This post has been ripening in my WordPress drafts for days, even though I almost never procrastinate writing for this site. Yet if ever there were a post that dismissed my desire to apologize for its lateness, it’s this one. These Christmas cookies are invented for procrastinators, for bakers with high expectations but paltry amounts of time with which to follow through on lofty goals. These are cookies for the twenty-something who made big promises to herself on the cookie-baking front–”I’m going to send cookies to all my friends and family and workmates this year!”–and then got busy with holiday parties and happy hours and work and sleep and shopping. These are pretty little soft iced gingersnaps with a corner-cutting, quarter-life soul.

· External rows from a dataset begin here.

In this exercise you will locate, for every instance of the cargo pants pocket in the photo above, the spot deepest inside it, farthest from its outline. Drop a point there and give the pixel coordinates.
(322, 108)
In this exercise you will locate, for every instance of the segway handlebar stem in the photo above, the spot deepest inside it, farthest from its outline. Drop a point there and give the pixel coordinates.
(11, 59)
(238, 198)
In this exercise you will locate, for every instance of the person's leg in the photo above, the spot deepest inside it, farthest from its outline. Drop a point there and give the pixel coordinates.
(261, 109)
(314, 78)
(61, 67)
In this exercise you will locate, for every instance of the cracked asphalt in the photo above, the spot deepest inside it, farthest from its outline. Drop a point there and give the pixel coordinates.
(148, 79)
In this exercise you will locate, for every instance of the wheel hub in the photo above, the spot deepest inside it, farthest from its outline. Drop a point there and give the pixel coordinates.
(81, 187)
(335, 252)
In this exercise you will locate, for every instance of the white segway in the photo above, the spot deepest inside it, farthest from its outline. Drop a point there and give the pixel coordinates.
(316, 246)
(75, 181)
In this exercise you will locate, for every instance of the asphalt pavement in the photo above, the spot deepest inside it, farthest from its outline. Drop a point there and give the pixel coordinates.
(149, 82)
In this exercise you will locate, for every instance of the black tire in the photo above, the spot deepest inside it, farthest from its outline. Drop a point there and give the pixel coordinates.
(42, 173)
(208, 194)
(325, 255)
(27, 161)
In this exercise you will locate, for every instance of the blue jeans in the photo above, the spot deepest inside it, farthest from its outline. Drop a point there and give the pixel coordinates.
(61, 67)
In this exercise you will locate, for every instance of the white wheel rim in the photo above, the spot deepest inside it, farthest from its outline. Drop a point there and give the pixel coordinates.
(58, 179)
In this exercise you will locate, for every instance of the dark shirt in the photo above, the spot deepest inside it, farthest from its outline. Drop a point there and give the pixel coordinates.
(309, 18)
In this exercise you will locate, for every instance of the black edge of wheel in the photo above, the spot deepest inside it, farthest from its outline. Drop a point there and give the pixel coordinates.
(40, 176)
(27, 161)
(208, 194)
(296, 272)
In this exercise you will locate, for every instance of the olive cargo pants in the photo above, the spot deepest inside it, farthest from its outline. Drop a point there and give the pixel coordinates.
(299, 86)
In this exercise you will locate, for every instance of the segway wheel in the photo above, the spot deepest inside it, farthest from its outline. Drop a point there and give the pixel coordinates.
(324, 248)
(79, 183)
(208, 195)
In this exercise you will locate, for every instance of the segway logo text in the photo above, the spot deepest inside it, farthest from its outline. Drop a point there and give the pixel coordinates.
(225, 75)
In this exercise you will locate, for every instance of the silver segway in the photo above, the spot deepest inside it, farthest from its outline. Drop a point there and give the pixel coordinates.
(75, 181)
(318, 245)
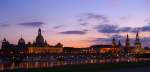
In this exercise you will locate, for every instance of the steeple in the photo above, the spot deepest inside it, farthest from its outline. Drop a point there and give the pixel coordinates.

This time of year, some bakers make an assortment of cookies. Others double down on the decorations, festooning sugar cookie Santas, trees, snowflakes, and stars with bright icings and sparkly sprinkles.
Either approach requires a reasonable investment in ingredients, shopping, and preparation.

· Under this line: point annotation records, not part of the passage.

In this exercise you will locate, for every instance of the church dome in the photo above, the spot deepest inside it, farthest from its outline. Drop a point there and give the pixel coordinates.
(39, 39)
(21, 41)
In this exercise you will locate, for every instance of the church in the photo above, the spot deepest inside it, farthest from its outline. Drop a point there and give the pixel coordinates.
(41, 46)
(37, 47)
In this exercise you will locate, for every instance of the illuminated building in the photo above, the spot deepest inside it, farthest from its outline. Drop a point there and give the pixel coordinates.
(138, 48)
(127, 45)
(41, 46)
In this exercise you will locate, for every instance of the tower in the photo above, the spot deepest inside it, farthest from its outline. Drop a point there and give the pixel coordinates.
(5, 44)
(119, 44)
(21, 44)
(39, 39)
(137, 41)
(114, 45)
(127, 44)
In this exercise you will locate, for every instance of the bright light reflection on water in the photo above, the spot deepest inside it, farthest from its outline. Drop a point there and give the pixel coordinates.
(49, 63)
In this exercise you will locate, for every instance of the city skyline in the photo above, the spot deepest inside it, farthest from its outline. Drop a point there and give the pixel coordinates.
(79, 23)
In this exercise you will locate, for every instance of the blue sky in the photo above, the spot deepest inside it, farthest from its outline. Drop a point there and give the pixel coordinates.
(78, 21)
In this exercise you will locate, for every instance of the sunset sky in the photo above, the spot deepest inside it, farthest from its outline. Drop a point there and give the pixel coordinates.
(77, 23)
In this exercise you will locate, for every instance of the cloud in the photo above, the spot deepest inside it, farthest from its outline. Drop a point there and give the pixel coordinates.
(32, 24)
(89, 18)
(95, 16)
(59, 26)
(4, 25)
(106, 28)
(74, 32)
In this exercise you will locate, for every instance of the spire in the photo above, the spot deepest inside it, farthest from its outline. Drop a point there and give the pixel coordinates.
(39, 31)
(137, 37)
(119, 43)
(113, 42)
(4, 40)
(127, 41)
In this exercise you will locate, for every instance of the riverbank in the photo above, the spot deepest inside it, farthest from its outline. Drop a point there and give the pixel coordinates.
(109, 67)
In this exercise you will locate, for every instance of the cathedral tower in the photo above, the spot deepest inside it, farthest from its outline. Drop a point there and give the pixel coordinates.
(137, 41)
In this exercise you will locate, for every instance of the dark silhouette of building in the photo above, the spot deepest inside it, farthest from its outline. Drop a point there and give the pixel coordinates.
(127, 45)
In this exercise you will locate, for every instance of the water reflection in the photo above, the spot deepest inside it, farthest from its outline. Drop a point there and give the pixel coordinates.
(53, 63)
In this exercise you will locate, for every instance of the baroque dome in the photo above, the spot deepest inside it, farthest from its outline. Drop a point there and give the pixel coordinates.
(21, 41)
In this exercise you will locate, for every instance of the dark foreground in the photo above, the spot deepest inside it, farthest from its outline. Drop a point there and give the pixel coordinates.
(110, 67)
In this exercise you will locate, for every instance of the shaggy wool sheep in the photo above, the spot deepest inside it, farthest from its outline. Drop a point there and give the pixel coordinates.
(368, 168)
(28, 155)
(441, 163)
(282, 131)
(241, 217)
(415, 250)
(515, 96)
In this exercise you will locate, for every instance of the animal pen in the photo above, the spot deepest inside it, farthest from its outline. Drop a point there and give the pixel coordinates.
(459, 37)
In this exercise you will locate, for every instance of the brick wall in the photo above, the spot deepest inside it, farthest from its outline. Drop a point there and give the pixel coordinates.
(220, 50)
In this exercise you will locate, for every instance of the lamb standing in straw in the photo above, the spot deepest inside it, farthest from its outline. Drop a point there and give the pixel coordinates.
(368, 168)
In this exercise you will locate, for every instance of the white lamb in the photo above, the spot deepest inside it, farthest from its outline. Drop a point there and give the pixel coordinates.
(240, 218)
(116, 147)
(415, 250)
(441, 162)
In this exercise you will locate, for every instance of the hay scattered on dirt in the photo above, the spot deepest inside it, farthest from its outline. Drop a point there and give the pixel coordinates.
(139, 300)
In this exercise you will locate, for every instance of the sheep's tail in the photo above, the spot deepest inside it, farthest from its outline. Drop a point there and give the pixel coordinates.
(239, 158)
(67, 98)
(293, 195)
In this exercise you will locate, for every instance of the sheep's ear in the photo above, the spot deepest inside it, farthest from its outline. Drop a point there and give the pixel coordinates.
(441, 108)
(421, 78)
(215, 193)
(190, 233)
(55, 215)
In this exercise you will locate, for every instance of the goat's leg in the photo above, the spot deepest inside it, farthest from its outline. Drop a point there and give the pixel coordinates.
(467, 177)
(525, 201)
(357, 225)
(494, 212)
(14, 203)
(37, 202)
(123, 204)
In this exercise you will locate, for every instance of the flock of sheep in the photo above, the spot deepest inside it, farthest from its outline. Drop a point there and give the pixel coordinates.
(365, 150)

On the other hand, with these gingersnaps, I simplified holiday baking to its essence, starting with spiced dough, which asks for no special ingredients or equipment–not even a handheld mixer. Instead of rolling out the dough to cut into gingerbread men and women, I just formed little balls. For the royal icing, I skipped food coloring and topped the gingersnaps with bright and festive white, which I amplified with one single decoration, really pretty little white pearls. These snowflake sprinkles would be lovely, too. But if you’re thinking about economy (of money and cabinet space) stick to one kind of sprinkle.